Look—the art isn’t good enough. It has to be different. Solipsism, or convoluted postmodernism, or narrow realism, or shitty surrealism—none of that goes anyplace from a marketing standpoint. What’s needed is a James Patterson with more skill, more intelligence, and more emotion. (I haven’t read Patterson, so I’m guessing at his kind of work.)

I know this: the writer today who can create new literary art—striking pop—will be the biggest American writer ever. That I’m sure of. I’d think that’d be enough incentive to abandon your old modes of thought.

Monday, May 17, 2010

What Is Talent?

THE VOICE OF THE ESTABLISHMENT, anonymous commenter "Harland" at my DemiPuppets blog, has a very different idea of what talent is than I do.

When I ran the ULA I looked at writers as a scout would view athletes. I looked for natural writing talent-- writing energy, a unique view of the world, and the spark of life. A james Nowlan has these qualities in spades. One can always clean up his typos! What's key are the other qualities a writer like that brings to the table.

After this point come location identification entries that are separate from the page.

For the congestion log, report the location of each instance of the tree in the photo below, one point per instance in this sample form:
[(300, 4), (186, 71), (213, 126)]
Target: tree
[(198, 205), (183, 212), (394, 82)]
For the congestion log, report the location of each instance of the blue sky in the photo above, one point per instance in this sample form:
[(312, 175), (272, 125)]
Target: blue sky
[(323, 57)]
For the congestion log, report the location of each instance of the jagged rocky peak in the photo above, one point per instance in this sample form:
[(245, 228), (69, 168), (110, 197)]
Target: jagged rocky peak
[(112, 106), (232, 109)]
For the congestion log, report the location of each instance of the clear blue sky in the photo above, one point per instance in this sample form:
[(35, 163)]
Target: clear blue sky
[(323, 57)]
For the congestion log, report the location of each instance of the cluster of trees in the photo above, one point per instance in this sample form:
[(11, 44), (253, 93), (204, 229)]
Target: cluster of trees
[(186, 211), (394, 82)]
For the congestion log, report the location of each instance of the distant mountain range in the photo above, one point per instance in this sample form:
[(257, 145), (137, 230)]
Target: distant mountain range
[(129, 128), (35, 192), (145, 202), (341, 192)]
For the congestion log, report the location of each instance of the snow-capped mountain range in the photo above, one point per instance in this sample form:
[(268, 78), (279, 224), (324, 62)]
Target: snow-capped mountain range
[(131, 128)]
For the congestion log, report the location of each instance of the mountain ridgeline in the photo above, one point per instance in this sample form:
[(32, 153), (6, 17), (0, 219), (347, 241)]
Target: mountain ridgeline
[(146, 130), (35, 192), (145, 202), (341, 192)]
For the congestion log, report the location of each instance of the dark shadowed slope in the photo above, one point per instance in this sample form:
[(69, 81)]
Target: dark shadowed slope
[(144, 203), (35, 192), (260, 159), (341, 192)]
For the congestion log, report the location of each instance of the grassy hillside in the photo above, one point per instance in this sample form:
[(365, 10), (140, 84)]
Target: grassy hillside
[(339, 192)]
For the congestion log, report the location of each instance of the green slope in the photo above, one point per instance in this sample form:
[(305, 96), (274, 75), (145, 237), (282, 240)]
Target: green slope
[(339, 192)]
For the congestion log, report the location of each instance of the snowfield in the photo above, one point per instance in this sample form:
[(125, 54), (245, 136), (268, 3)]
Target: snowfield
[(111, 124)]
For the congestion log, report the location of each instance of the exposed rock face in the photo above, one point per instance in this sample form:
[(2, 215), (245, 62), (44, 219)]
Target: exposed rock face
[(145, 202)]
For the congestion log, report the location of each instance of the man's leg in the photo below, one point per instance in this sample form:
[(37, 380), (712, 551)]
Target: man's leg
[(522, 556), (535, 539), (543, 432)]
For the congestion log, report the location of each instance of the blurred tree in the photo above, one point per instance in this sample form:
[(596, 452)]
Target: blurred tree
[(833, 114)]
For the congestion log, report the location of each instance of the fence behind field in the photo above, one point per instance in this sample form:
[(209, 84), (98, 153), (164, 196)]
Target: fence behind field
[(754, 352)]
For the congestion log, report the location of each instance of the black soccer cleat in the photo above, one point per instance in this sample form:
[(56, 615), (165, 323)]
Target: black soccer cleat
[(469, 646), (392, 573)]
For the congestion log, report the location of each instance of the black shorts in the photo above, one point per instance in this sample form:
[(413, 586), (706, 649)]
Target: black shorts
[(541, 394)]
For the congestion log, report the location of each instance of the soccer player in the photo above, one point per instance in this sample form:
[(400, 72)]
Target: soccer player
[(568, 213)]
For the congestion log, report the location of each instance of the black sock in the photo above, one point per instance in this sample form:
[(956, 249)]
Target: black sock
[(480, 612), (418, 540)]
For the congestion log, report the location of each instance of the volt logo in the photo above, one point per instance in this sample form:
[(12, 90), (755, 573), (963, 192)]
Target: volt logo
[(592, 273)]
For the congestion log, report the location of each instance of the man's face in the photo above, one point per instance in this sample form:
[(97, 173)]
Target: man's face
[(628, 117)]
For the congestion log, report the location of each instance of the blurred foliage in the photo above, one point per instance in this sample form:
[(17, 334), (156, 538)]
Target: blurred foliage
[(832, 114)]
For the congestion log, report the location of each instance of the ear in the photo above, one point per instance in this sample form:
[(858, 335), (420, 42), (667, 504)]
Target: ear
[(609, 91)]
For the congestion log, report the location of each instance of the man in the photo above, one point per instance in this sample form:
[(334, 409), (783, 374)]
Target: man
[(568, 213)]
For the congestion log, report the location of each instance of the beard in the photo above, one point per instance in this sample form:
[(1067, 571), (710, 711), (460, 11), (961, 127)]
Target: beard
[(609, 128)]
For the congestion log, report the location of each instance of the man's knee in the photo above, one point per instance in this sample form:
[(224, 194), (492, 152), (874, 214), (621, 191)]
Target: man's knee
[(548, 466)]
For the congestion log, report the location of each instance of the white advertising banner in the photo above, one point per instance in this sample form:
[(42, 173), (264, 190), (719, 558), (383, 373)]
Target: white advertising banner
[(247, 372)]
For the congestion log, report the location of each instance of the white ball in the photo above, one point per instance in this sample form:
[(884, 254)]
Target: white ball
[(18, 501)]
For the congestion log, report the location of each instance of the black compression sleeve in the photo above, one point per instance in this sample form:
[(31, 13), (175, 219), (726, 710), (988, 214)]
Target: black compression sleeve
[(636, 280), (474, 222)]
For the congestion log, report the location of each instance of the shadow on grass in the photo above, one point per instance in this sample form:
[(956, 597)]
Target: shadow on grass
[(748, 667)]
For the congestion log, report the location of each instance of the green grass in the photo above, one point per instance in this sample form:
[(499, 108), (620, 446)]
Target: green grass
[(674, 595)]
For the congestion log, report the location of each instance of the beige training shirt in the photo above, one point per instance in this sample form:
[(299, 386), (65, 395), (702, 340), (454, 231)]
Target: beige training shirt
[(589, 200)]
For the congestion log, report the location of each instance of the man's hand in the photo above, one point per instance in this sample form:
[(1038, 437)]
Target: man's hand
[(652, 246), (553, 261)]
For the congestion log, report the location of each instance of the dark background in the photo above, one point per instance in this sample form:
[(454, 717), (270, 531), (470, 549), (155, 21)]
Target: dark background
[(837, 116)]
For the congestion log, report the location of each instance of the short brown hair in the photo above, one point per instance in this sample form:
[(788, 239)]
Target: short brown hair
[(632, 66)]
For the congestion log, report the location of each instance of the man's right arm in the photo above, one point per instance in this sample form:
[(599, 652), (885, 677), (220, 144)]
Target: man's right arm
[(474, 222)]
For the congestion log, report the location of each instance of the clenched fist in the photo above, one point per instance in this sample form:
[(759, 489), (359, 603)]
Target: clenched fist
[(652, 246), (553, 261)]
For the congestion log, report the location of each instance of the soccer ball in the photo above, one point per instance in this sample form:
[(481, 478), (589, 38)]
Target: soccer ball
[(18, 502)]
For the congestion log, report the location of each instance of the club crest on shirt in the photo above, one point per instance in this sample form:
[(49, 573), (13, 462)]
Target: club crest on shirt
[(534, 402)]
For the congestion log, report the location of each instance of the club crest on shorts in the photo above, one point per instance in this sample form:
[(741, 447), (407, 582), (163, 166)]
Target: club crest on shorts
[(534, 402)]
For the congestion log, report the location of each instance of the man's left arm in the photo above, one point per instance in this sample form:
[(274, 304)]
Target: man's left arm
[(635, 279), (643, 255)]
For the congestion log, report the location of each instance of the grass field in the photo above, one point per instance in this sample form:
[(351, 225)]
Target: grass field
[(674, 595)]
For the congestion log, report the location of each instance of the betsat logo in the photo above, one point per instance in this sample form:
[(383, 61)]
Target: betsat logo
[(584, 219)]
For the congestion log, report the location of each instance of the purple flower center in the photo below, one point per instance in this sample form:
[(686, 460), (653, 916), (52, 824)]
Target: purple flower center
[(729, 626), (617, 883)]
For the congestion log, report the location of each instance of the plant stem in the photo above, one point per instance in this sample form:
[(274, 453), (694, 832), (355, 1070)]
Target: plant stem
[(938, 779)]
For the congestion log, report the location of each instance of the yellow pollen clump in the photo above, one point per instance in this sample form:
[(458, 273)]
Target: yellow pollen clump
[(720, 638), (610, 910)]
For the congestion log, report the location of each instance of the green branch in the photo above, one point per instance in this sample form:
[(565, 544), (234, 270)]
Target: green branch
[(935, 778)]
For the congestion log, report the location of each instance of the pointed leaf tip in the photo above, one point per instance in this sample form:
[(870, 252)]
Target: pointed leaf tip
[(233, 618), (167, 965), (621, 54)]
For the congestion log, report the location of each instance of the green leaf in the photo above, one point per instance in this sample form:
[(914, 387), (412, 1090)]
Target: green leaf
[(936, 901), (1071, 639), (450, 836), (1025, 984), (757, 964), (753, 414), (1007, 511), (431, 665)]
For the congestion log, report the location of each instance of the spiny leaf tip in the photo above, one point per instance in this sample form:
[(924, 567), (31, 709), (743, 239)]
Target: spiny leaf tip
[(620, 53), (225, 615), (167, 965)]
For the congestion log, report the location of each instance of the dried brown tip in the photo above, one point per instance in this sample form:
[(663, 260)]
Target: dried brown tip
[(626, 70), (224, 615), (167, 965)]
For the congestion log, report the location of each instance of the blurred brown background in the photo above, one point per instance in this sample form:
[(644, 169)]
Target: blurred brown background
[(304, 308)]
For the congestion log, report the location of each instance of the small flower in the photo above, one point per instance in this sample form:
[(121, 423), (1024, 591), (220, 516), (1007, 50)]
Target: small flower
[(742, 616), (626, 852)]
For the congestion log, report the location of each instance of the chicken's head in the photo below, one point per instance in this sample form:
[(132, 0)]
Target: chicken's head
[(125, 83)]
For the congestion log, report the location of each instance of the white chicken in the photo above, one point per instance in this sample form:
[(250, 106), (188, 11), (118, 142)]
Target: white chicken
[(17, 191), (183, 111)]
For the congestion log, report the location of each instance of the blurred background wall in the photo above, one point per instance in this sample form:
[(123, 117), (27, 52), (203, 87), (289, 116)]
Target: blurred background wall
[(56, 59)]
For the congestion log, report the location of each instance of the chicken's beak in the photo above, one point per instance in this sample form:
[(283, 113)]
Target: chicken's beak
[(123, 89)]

Well-trained workshop writers are merely well-trained. They know all the rules, like automaton basketball players, but there's no excitement to their game.

I continue to believe that my way is the way to beat the mainstream.

Tuesday, May 4, 2010

Bill Haley in 1953

AN OBJECT LESSON is to listen to Joe Turner’s “Shake, Rattle, and Roll” and Bill Haley’s “Crazy Man Crazy.” Haley’s was jazzier, hipper, and more fun. The difference is that Haley was consciously creating a product. He remade his music in the same way he remade himself from a cowboy singer into, briefly, the hippest cat around.

The key thing Haley did to turn rhythmn and blues into pop was to speed up the pace. This immediately made the music attention-getting—a punch in the face. (The punks did the same thing to recharge rock in the 1970’s.)

One can recharge prose in the same way.